Evidence Pattern 3: Consent and Transparency Records
What to keep:
- Consent forms: Screenshots or PDFs of the consent language users saw. Timestamp when they consented.
- Notification templates: The exact text you send when you make an automated decision. Include the plain-language explanation of Claude’s logic.
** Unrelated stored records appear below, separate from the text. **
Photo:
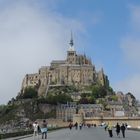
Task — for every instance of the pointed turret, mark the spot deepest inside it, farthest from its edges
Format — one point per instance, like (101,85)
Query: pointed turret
(71,48)
(71,53)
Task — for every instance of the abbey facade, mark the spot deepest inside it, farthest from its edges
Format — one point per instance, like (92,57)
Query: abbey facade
(74,70)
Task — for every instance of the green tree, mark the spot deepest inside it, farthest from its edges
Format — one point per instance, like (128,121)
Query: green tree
(98,91)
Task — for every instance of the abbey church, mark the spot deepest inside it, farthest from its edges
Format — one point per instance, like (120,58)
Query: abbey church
(75,70)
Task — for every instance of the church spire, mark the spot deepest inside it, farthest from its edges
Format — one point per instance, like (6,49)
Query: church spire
(71,40)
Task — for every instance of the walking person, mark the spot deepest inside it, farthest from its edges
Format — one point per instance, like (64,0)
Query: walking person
(76,125)
(44,129)
(118,128)
(80,126)
(110,130)
(35,127)
(70,126)
(123,130)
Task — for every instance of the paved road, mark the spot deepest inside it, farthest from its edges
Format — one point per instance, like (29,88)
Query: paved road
(86,134)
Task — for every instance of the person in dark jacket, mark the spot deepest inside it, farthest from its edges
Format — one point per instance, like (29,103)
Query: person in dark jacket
(123,130)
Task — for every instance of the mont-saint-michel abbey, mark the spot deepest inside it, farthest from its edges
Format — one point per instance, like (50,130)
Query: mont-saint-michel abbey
(74,70)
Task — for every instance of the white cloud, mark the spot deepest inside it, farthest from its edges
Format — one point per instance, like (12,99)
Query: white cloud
(130,46)
(130,84)
(30,39)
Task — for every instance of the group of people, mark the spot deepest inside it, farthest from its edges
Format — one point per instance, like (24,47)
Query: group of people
(43,128)
(75,125)
(118,128)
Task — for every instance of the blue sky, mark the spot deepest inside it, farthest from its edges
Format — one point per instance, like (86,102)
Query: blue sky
(35,32)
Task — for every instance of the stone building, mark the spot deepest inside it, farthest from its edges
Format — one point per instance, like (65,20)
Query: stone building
(74,70)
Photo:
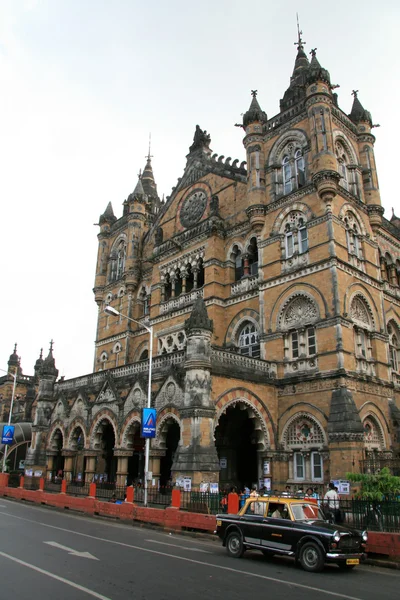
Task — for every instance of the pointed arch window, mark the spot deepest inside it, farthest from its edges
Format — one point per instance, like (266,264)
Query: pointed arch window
(248,340)
(300,168)
(296,234)
(394,347)
(286,175)
(121,258)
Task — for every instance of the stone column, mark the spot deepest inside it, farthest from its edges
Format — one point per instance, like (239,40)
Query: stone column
(122,466)
(68,464)
(196,455)
(90,468)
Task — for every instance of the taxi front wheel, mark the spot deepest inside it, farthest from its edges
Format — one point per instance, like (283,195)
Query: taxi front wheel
(234,544)
(311,557)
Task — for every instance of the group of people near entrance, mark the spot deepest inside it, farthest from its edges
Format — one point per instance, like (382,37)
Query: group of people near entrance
(330,502)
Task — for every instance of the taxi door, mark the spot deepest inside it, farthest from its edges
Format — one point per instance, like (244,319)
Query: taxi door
(252,521)
(277,529)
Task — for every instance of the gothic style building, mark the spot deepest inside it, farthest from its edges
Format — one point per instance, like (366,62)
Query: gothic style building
(273,289)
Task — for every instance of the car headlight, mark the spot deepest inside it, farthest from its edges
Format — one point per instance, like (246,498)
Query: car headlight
(336,536)
(364,536)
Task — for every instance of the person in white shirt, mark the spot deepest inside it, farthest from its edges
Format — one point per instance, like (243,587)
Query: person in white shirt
(331,502)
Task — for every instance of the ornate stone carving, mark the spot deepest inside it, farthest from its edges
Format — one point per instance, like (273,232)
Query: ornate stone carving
(193,208)
(359,312)
(300,310)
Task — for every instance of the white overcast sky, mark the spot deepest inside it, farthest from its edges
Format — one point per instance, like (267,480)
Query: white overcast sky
(83,82)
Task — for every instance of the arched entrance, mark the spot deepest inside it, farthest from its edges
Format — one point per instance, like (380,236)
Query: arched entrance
(135,462)
(56,447)
(106,464)
(77,443)
(170,436)
(237,438)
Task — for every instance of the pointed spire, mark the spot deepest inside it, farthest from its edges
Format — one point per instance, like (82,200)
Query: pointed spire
(316,72)
(13,361)
(49,365)
(148,181)
(108,215)
(358,113)
(199,317)
(255,112)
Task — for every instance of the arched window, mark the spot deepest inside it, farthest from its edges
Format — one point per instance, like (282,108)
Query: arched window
(236,256)
(117,349)
(394,347)
(353,235)
(305,439)
(121,257)
(286,175)
(363,326)
(248,340)
(103,361)
(296,234)
(300,168)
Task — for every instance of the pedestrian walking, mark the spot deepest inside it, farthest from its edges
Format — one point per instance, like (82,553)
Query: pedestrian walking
(331,503)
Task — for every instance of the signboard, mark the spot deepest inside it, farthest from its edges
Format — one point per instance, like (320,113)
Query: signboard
(187,484)
(214,488)
(343,486)
(149,417)
(8,434)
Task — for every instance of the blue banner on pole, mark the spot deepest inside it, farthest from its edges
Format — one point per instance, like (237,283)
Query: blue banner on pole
(149,417)
(8,434)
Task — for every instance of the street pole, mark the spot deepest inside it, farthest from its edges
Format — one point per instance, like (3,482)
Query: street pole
(113,311)
(10,415)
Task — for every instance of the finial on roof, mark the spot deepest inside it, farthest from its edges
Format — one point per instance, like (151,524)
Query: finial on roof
(358,113)
(300,43)
(255,112)
(149,156)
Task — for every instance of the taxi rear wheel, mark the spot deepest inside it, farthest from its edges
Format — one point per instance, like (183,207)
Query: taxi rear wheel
(234,544)
(311,557)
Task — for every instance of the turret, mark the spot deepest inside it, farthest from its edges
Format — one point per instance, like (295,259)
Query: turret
(319,101)
(363,120)
(253,124)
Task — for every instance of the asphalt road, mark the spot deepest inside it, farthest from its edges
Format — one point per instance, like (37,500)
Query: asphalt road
(45,553)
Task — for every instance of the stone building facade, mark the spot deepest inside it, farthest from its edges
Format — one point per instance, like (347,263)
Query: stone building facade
(273,288)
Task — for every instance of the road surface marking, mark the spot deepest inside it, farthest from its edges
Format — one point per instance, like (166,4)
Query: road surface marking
(179,546)
(72,551)
(192,560)
(53,576)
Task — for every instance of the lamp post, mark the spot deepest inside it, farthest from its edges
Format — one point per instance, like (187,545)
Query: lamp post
(10,415)
(112,311)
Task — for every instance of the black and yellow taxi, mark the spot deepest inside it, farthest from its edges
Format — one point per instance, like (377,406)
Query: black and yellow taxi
(291,527)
- Right-to-review requests: Log of individuals who requested human review. Timestamp of request, timestamp of completion, outcome.
- Data subject requests: Log of access requests. What data was provided? When?
Format: Store in a data subject rights management system or spreadsheet. Auditors will sample these to verify you’re actually informing people and honouring their rights.
Evidence Pattern 4: Exception Documentation
If you’re relying on an exception (contract necessity, legal authorisation, explicit consent), document it:
- Contract necessity: The contract clause that requires automated processing. Evidence that users agreed to it.
- Legal authorisation: The regulation or guidance that permits automated decisions. Citation and date.
- Explicit consent: The consent form, timestamp, and user ID. Evidence that consent was specific and freely given.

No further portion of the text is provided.